The U.S.C./Los Angeles Times poll has consistently been an outlier, showing Donald Trump in the lead or near the lead.
Alone, he has been enough to put Mr. Trump in double digits of support among black voters. He can improve Mr. Trump’s margin by 1 point in the survey, even though he is one of around 3,000 panelists.
He is also the reason Mrs. Clinton took the lead in the U.S.C./LAT poll for the first time in a month on Wednesday. The poll includes only the last seven days of respondents, and he hasn’t taken the poll since Oct. 4. Mrs. Clinton surged once he was out of the sample for the first time in several weeks.
How has he made such a difference? And why has the poll been such an outlier? It’s because the U.S.C./LAT poll made a number of unusual decisions in designing and weighting its survey.

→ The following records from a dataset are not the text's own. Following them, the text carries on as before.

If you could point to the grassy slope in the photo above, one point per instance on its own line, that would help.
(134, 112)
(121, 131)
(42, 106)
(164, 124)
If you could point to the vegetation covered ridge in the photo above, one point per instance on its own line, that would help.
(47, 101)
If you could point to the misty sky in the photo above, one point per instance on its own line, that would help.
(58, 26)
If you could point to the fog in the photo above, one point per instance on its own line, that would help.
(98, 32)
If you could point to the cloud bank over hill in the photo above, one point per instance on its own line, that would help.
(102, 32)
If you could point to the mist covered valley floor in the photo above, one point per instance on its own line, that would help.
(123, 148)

It’s worth noting that this analysis is possible only because the poll is extremely and admirably transparent: It has published a data set and the documentation necessary to replicate the survey.
Not all of the poll’s choices were bound to help Mr. Trump. But some were, and it all combined with some very bad luck to produce one of the most persistent outliers in recent elections.
Tiny Groups, Big Weights
Just about every survey is weighted — adjusted to match the demographic characteristics of the population, often by age, race, sex and education, among other variables.

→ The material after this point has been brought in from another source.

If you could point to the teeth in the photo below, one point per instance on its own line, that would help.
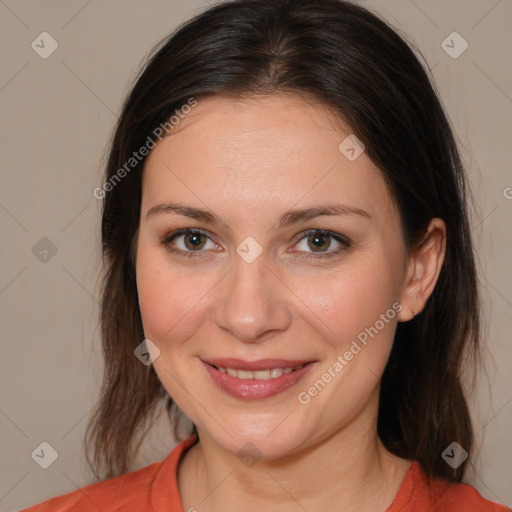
(273, 373)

The U.S.C./LAT poll is no exception, but it makes two unusual decisions that combine to produce an odd result.
■ It weights for very tiny groups, which results in big weights.
A typical national survey usually weights to make sure it’s representative across pretty broad categories, like the right number of men or the right number of people 18 to 29.
The U.S.C./LAT poll weights for many tiny categories: like 18-to-21-year-old men, which U.S.C./LAT estimates make up around 3.3 percent of the adult citizen population. Weighting simply for 18-to-21-year-olds would be pretty bold for a political survey; 18-to-21-year-old men is really unusual.
On its own, there’s nothing necessarily wrong with weighting for small categories like this. But it’s risky: Filling up all of these tiny categories generally requires more weighting.
A run of the U.S.C./LAT poll, for instance, might have only 15 or so 18-to-21-year-old men. But for those voters to make up 3.3 percent of the weighted sample, these 15 voters have to count as much as 86 people — an average weight of 5.7.
When you start considering the competing demands across multiple categories, it can quickly become necessary to give an astonishing amount of extra weight to particularly underrepresented voters — like 18-to-21-year-old black men.
OPEN Interactive Feature
Interactive Feature: 2016 Election Forecast: Who Will Be President?
This wouldn’t be a problem with broader categories, like those 18 to 29, and there aren’t very many national polls that are weighting respondents up by more than eight or 10-fold. The extreme weights for the 19-year-old black Trump voter in Illinois are not normal.
■ It weights by past vote.
The U.S.C./LAT poll does something else that’s really unusual: It weights the sample according to how people said they voted in the 2012 election.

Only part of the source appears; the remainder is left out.